O que terá levado Meg Remy e as suas U.S. Girls a colocar uma mulher a chorar como capa de um disco em 2018 é algo que se descobre com a audição das canções: “In a Poem Unlimited” (4AD, 2018) é um disco criado para ouvir com ironia apurada e uma disponibilidade para olhar, com sensibilidade, para questões colocadas por movimentos cívicos virados para o feminismo que, em 2018 e vestidos de “Femme Fatale”, ainda têm algo de substantivo a dizer.
Percorrendo o disco, à terceira canção deparamo-nos com “M.A.H.”, que lembra Madonna ou Debbie Harry no centro de uma pista de dança. Um tema que é o artefacto central do registo, em redor do qual vão surgindo acordes que trazem o acid jazz, o trip hop, as guitarras eléctricas e sintetizadores que se propagam no ar em espiral, bem como uma camada de metais que, tudo somado, transformam “In a Poem Unlimited” no disco mais acessível das U.S. Girls.

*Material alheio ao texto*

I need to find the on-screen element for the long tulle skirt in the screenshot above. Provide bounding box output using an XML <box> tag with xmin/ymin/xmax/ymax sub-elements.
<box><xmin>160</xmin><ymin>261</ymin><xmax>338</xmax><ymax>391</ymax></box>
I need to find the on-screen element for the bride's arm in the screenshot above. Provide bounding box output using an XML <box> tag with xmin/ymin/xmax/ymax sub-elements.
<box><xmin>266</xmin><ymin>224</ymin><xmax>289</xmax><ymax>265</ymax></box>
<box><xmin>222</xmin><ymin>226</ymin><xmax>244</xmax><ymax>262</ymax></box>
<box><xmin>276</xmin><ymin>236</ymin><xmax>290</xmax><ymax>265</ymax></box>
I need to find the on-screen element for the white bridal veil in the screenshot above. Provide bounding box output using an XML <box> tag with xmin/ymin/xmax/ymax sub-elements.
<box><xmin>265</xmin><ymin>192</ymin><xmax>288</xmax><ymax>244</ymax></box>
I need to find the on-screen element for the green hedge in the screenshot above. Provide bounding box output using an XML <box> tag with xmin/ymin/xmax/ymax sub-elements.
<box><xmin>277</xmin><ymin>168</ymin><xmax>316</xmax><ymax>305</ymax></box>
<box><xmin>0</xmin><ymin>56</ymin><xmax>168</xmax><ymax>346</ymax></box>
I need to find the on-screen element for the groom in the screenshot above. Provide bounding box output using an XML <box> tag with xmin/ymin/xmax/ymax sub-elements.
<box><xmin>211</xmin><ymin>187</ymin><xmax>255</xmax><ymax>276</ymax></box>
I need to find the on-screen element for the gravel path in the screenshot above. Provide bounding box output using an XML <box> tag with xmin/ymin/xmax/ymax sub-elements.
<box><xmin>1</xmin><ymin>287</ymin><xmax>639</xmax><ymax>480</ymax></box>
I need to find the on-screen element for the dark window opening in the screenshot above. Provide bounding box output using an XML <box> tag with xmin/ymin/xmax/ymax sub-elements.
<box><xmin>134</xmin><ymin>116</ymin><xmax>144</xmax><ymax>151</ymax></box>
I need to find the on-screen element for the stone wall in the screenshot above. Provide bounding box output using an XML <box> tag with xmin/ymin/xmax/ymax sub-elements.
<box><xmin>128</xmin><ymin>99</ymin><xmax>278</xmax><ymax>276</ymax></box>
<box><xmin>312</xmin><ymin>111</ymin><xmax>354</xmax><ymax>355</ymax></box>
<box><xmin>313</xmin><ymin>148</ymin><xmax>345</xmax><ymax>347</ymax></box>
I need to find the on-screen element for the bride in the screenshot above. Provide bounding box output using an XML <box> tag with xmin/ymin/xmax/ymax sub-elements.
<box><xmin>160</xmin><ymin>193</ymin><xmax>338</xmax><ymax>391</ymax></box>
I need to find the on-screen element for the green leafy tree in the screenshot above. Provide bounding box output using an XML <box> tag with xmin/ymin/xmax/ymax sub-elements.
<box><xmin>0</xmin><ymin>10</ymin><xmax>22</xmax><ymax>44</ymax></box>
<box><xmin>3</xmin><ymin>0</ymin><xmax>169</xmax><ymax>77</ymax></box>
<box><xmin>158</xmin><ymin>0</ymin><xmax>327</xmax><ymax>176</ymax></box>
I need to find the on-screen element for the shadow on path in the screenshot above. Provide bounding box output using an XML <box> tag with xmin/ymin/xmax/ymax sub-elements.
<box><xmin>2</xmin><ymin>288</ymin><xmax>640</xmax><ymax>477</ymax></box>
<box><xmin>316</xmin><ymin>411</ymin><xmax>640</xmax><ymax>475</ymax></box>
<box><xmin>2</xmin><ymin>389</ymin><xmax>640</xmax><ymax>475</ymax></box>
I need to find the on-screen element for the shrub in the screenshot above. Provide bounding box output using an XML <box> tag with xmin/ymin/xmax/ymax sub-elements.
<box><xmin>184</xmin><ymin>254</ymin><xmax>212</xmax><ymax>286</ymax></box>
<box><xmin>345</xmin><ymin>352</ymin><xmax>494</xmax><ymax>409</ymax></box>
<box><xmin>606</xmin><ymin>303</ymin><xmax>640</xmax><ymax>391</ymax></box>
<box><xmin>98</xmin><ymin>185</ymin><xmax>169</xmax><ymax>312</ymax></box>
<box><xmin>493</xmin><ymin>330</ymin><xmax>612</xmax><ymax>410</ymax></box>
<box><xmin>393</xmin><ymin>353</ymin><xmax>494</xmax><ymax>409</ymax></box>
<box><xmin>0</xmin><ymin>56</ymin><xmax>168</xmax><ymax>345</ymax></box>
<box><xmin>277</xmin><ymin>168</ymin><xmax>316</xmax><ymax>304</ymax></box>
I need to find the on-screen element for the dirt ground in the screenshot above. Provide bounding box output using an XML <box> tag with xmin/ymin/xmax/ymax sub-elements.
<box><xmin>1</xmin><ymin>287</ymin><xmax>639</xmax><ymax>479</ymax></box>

“Rosebud” recorda-nos de que estamos a ouvir um disco pop e, quanto a “Incidental Boogie”, aflora a distorção que Meg Remy nos trouxera em núpcias anteriores.
Havendo a possibilidade de não ser coerente com a boa sonoridade que preencheu “Half Free”, primeiro registo através da 4 AD editado nos idos de 2015, encontramos agora resquícios de riot grrrl, num disco onde a criação surge como forma de expressão digna de um movimento DIY dos nossos dias, com canções que questionam comportamentos masculinos na sociedade actual e uma narrativa de sentimentos que permanecem à flor da pele.
A sonoridade luminosa, alegre e pontualmente orelhuda não remove a camada introspectiva e reivindicativa ao registo, sendo essa a sua principal mensagem. Um conjunto de canções compostas por um misto de som e fúria, que justificam por completo o lacrimejar de que se reveste a capa do disco.